You serve. You pray. You read Scripture. You give. You come to church. But why? That’s the question that changes everything. Are you doing these things to earn God’s favor, or because you already have it? Are you trying to get God off your back, or responding to His love?

The difference between those two motivations is the difference between religion and gospel.

Scripture: Hebrews 10:19-22
Additional reading: Galatians 5:1 – “It is for freedom that Christ has set us free. Stand firm, then, and do not let yourselves be burdened again by a yoke of slavery.”

If you are in Christ, you don’t have to look over your shoulder. The work is done. The sacrifice is complete. You’ve been made holy through the offering of Jesus Christ once for all. That reality doesn’t change based on your performance. It’s settled.

So when you pray, you’re not earning God’s attention. You’re talking with a Father who already delights in you. When you give, you’re not buying favor. You’re responding to extravagant grace. When you serve, you’re not working off a debt. You’re living out your freedom.

This is what it means to live from freedom rather than for it. You already have everything you need in Christ. Your spiritual disciplines aren’t the path to God’s love. They’re the overflow of having received it.

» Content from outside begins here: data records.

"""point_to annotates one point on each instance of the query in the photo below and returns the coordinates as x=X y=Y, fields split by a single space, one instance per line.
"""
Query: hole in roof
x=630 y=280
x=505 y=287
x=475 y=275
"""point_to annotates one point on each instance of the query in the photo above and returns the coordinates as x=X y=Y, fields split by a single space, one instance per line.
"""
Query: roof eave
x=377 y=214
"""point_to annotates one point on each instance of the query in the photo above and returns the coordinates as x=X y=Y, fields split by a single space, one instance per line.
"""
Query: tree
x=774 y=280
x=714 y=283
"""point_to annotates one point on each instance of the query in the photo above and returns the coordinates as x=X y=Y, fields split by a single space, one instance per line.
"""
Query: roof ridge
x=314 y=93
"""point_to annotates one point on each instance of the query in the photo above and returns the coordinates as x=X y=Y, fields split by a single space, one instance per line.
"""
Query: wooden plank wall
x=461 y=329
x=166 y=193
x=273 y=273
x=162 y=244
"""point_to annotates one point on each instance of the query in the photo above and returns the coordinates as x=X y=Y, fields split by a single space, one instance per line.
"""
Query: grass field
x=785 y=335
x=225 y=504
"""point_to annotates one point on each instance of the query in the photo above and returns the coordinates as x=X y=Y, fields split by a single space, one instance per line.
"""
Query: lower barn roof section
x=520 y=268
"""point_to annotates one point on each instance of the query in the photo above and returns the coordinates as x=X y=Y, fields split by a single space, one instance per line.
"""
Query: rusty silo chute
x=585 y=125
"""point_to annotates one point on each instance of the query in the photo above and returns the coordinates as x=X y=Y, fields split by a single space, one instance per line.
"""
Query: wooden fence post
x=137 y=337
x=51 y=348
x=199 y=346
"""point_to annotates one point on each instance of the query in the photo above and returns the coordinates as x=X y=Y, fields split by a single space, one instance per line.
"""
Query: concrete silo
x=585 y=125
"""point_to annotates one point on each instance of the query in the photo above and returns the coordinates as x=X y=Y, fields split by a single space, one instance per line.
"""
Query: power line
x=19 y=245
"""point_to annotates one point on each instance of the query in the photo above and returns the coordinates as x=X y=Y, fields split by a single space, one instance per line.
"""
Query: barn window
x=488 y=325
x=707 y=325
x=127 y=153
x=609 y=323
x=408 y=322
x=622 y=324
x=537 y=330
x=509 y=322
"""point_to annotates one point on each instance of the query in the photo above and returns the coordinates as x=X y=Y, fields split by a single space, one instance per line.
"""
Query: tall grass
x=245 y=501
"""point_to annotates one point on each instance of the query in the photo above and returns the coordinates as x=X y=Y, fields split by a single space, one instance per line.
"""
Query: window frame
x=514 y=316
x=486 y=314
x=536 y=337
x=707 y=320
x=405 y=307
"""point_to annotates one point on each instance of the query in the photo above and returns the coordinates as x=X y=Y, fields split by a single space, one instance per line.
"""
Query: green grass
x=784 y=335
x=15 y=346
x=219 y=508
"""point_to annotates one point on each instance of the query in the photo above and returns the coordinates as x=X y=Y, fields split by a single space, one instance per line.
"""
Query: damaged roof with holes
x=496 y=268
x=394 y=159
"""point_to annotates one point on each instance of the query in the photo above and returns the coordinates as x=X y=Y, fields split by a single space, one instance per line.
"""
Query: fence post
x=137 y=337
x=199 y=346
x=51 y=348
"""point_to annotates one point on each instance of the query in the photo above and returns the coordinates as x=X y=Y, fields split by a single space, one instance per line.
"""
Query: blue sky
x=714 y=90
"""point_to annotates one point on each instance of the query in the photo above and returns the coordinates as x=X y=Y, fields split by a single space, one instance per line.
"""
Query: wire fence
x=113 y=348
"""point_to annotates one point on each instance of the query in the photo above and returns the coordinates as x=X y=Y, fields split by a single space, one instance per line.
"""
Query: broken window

As you move through 2026, you’re going to fall. You’re going to fail. Some days will feel like victories, others like defeats. But here’s what doesn’t change: Jesus sat down because the work is finished. You don’t have to keep trying to complete what He already accomplished. Just keep returning to the cross, taking His hand, and living from the freedom He already won.

Reflect: How would your spiritual life change if you truly lived from freedom rather than for it? What’s one area where you’re still trying to earn what’s already yours in Christ?